認知症基本法について考える院内集会(2月6日)

「認知症基本法」に関する要望書を手交

JDWGでは、2月6日、認知症関係当事者・支援者連絡会議(公益社団法人 認知症の人と家族の会、全国若年認知症家族会・支援者連絡協議会、男性介護者と支援者の全国ネットワーク、レビー小体型認知症サポートネットワーク)と共同で、「認知症基本法について考える院内集会」を衆議院第1議員会館において開催し、与野党の国会議員の方々に、「認知症基本法に関する要望」を手渡しました。

集会では、「認知症の人と家族の会」鈴木森夫代表理事とともに、JDWG藤田和子代表理事が主催者としてあいさつに立ち、当事者である本人やその家族などの意見を十分に聞き、法律に反映していただきたいと訴え、各関係団体・学会等からの来賓者の方々からも賛同の声が寄せられました。


藤田代表のあいさつ(全文)

みなさん、こんにちは。
私は、一般社団法人 日本認知症本人ワーキンググループ代表理事の藤田和子です。
私は、45歳の時にアルツハイマー病の診断を受けた、認知症の本人です。

診断を受けてから、今年で13年が経ち、この間、本人としてのさまざまな経験をしてきました。
私はアルツハイマー病とわかってから、隠すことなく回りの人たちに伝えてきました。親しくしていた人たちの中にも、病気になった私と、どうつきあっていけばいいのか戸惑う人や、去っていった人もいました。自分自身、どうすればいいのかわからないことや、くやしいと思うことも少なからずありました。

そんな中で、私は1人の人として生きていくことの日々の思いや願い、これからの希望を、認知症の本人として、自らが発信していくことを始めました。
当時、社会には、認知症になると、なにもわからなくなる、なにもできなくなるといった認知症の人への先入観であふれていました。
おそらく今でもそう思っている人がたくさんいると思います。けれど、私自身が発信活動をしていくことで、地元での新しい出会いや、古い友人との“出会い直し”があり、そして、今日この会場にも来てくれていますが、全国の多くの認知症の本人や、本人とともに生きる仲間たちとつながることができました。
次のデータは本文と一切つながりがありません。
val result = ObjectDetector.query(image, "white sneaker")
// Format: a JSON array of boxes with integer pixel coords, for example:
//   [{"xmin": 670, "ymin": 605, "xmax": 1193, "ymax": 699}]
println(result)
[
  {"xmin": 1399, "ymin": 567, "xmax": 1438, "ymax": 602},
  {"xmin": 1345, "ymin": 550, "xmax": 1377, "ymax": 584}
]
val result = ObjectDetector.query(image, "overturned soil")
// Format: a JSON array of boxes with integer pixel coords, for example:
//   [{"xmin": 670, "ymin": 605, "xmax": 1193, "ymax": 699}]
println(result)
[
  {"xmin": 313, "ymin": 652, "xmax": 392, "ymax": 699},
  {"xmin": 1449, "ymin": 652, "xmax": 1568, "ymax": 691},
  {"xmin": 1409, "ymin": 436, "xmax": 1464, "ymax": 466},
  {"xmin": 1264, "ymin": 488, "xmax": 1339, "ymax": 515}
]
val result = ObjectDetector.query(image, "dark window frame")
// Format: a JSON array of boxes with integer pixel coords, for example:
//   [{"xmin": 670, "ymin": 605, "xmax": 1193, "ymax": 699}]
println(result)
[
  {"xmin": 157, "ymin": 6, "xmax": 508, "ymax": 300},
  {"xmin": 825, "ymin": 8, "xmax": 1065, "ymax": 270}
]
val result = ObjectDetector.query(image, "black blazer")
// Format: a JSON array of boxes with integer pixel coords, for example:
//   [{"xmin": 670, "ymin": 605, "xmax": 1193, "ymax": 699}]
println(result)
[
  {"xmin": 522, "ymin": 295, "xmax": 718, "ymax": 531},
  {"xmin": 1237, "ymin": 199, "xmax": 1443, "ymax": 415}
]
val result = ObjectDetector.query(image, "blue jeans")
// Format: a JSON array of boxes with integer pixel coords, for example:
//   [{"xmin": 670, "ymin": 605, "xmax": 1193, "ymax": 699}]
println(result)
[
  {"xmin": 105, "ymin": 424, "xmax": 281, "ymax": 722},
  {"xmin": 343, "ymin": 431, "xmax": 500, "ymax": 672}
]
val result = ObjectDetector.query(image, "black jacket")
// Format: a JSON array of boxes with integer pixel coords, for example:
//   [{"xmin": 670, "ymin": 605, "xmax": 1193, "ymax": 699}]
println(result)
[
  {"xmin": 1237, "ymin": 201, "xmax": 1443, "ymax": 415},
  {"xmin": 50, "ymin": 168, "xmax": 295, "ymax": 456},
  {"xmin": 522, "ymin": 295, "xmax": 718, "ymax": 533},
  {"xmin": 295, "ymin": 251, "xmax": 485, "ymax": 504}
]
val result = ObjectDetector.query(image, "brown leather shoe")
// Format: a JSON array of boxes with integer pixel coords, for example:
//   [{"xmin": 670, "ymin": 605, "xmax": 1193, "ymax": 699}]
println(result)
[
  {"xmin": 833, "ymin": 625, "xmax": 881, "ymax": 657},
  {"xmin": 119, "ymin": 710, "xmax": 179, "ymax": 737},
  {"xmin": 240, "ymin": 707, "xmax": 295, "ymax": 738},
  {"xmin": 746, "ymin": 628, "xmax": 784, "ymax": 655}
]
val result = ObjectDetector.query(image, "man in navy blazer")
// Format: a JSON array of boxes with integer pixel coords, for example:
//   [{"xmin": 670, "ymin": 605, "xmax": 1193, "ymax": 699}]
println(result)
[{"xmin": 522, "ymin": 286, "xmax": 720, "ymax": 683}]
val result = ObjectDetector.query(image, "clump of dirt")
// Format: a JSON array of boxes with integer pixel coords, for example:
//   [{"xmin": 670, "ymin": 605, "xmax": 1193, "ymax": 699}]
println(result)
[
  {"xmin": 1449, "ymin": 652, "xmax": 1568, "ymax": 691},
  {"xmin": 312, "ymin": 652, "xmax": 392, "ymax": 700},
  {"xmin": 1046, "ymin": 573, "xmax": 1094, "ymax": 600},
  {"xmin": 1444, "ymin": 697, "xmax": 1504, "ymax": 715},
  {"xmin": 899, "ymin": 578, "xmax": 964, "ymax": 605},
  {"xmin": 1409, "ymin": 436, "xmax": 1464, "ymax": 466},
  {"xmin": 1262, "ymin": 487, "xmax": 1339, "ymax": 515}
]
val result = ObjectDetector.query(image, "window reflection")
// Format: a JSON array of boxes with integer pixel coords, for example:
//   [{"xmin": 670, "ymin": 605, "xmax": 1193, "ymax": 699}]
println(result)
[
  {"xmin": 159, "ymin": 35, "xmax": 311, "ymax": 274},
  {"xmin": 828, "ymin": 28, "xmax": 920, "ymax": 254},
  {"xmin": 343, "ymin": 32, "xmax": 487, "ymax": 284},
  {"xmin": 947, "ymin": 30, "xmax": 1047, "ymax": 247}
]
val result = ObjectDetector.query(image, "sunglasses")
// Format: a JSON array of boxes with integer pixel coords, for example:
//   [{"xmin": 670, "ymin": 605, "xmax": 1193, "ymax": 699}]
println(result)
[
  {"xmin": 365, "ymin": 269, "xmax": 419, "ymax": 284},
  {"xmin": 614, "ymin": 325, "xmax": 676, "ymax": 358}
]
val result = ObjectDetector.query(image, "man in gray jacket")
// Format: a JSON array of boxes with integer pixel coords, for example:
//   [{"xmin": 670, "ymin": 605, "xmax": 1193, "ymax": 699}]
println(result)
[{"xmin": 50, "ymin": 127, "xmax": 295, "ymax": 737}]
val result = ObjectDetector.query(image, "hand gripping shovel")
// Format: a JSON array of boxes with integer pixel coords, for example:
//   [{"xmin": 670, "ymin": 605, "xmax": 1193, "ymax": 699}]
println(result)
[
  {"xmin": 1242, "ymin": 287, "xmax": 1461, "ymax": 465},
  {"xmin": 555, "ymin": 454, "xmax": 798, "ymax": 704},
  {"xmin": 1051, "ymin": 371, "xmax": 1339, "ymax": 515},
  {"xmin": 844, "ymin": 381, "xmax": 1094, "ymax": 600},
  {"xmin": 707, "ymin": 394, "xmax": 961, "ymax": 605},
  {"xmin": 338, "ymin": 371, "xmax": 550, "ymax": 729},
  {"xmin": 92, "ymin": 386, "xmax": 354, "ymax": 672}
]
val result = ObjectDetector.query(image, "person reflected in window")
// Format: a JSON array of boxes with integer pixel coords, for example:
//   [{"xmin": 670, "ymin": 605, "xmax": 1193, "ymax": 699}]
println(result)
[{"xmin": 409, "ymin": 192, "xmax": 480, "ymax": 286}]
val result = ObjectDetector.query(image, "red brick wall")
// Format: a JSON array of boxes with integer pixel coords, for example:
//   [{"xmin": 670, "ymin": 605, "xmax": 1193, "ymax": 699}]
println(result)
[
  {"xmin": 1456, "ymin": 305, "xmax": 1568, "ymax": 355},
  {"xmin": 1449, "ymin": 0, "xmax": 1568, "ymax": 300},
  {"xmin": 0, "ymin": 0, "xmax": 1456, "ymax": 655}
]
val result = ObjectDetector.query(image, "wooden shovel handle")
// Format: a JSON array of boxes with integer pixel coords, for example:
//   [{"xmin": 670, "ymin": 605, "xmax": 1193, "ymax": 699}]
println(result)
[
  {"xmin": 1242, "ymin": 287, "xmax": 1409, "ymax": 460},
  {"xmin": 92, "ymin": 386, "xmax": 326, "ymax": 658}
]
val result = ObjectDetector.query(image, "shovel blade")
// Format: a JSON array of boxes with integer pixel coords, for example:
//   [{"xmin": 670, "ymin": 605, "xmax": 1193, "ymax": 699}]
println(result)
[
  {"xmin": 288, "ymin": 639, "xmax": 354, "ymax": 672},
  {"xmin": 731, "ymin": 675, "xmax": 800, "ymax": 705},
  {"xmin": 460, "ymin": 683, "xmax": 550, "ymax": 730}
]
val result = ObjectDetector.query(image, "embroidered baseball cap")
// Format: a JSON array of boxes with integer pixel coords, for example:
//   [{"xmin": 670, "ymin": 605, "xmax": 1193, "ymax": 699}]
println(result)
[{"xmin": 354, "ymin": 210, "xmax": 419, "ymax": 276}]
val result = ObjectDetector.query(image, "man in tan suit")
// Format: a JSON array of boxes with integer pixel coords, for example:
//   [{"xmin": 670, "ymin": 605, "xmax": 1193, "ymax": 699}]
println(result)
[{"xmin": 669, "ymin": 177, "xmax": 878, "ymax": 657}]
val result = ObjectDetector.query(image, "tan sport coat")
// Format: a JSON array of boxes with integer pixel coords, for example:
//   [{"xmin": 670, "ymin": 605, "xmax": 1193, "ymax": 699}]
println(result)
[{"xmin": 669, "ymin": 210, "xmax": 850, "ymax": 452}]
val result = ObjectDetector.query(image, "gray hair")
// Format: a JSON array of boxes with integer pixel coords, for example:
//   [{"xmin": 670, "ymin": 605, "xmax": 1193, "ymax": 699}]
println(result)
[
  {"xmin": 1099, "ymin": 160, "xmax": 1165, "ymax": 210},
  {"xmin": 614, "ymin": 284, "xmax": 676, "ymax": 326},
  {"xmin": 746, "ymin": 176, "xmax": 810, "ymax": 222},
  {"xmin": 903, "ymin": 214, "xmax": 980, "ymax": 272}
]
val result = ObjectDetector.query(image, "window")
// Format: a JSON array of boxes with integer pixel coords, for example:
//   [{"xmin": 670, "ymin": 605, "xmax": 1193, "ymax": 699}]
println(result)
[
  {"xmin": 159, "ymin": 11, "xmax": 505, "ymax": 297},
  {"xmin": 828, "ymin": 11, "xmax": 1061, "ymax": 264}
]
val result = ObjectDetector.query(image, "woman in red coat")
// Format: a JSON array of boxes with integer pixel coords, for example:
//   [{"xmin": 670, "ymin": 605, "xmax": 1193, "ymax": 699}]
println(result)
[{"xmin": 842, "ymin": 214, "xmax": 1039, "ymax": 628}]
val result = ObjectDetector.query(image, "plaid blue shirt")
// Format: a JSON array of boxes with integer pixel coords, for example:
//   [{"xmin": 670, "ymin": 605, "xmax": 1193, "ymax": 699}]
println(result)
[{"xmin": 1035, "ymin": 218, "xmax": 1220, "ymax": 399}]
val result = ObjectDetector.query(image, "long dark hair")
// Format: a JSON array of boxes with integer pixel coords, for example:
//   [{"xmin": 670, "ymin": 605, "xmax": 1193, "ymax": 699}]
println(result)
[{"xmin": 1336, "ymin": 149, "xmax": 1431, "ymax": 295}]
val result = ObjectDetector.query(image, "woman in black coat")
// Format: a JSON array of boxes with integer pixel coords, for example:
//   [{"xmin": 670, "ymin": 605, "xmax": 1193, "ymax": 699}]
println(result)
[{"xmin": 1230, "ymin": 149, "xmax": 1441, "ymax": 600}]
 本日、お手元にお配りしていますが、そうした仲間たちとともに、2018年10月に、「認知症とともに生きる希望宣言」を表明しました。
この宣言のひとつ一つは、私たち認知症の本人が切り拓いてきた実体験でもあり、これからを生きていくための希望でもあります。
 今、この国には、認知症とともに生きている人が、700万人近くいます。
ひとり1人の暮らしぶりについて一括りにはできませんが、認知症の本人も、その家族も、みなさんと同じように、希望を持って前をむいて生きていきたいと願っていると、私は思います。

 認知症の人は、みなさんと同じように今とこれからを生きていく一人の国民です。
施策や事業の対象者としてみるのではなく、認知症の本人の声に耳を澄まし、よりよい社会、よりよい地域をともにつくる仲間であると考えてほしいです。
残念ながら現状は、希望を持てずに苦労している本人や家族、支援者が多数おり、認知症とともによりよく生きていけるよう、社会全体の大きな変革が求められています。

 今後、認知症基本法が作られるなら、この先10年後、20年後の日本が、どこに住んでいても認知症とともに希望を持って暮らせることを確かに実現するための法律が不可欠です。
どうか、議員のみなさま、今後、私たち当事者の声を聴きながら、与野党で議論をつくし、よりよい未来を創造する基本法を生み出してくださることを、心から願っております。
今日がその新たなスタートになりますように。